Me. The introverted Pobble who was the worst kind of human being. Had to make small talk. Be nice. Wrangle the crazy back in long enough to not utterly and completely destroy these kind people's vacation, as I had done the other group. 

Instead of running, I accepted. Lithus and I sat. We chatted with these two old friends who have known each other since they were eight. We talked a little about New Orleans, but also got into some deeper, more meaningful conversations. We laughed with each other. We shared intimacies the way you can with total strangers. I was funny and polite and friendly and kind ~ and not at all the worst kind of human being imaginable.

By the time Lithus and I left the lounge, I was able to think that the original group would be amused, have a story to tell, if they even remembered that moment of their NOLA vacation (which let's face it, she'd been whacking this guy's horse head, they're gonna remember it!). But it wasn't horrible. It wasn't a Bad Thing. And it certainly didn't make me a Bad Person. It was even *gasp* kind of funny. Not at their expense, but at mine. I was so certain...

I will never see those two women who offered us a seat at their table yesterday again. But wow, I'm glad they showed up when they did.

Those are Pobble Thoughts. That and a buck fifty will get you coffee.

Thursday, July 04, 2013

July 4th

I am a list maker. The Lovely Cats talks about the fact that no one makes a list quite like the Pobble. It is with absolutely no humility that I concur. 100%. Therefore, in light of my list-making abilities, here is your July 4th list:

  • Don't set shit on fire.
There you go. It's all any of us need. Don't do it drunk. Don't do it sober. Don't do it in a box. Don't do it with a fox. Don't set shit on fire.

And thanks.

Those are married and protective Pobble Thoughts. That and a buck fifty will get you coffee.

Monday, July 01, 2013


I, along with the rest of the country, am heartbroken. Last night, when the news broke, before I even knew the story, the tears were flowing. I could not bring myself to think about the hell those seconds must have been. I still can't. But, when the word came down they were a hotshot crew, that made those seconds somehow worse. How bad must it have been to take out all but one of a team of hotshots? I can't...

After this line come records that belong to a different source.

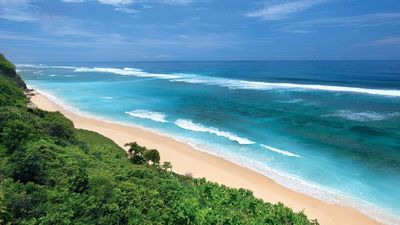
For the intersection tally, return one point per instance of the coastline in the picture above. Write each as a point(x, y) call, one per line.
point(185, 159)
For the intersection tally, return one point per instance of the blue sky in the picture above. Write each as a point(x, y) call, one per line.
point(147, 30)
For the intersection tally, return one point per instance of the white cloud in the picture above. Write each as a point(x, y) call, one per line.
point(16, 10)
point(383, 41)
point(116, 2)
point(283, 10)
point(73, 1)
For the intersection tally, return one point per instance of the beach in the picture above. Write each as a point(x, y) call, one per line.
point(188, 160)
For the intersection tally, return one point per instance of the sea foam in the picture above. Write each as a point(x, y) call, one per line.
point(280, 151)
point(148, 114)
point(223, 82)
point(189, 125)
point(365, 116)
point(126, 72)
point(238, 84)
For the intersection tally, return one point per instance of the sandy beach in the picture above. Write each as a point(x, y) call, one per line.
point(185, 159)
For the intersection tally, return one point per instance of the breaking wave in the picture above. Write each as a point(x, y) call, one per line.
point(280, 151)
point(189, 125)
point(238, 84)
point(148, 114)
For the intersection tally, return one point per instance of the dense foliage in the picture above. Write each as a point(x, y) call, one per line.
point(52, 173)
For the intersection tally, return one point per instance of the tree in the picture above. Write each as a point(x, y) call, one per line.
point(153, 156)
point(136, 153)
point(15, 134)
point(166, 166)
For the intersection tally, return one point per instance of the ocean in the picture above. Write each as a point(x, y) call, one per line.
point(329, 129)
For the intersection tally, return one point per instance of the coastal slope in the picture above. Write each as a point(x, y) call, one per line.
point(187, 160)
point(53, 173)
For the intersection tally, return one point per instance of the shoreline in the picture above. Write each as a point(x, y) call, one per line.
point(186, 159)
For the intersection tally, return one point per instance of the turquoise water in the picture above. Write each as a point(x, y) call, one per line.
point(327, 129)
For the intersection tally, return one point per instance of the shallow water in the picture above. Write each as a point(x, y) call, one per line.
point(328, 129)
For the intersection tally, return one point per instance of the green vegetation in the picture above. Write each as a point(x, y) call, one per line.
point(52, 173)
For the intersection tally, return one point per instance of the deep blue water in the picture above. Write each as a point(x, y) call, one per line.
point(327, 129)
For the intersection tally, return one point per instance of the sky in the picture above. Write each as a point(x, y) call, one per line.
point(190, 30)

While I don't think I ever met any of these particular 19 men who died in the Arizona fires, I have met them. In Alaska. In California. In Washington.

They are young. They are strong. They are skilled and well, well trained. By the time they are known as Hotshots, they deserve it. They are the best at what they do. Period. Here's the thing ~ they are also good guys. Don't misunderstand ~ I know ground pounders who are assholes. The ones with the chips on their shoulders who think they are all that. The ones who don't shower for the whole season, because they enjoy the cringes of everyone else in the mess when their team walks in. The ones who roll their eyes at the grateful towns and mock the praises behind their backs.

By the time you make a hotshot team, though, you've outgrown that kind of bullshit. You've grown up. You've learned some humility. Some compassion. Some kindness.

I don't know if I ever shared a table, or a mess, or a bench, with any of these guys. Maybe I did, but maybe not. Still, I know them. And I grieve for them.

Angels and ministers of grace defend thee...

Those are Pobble Thoughts. That and a buck fifty will get you coffee.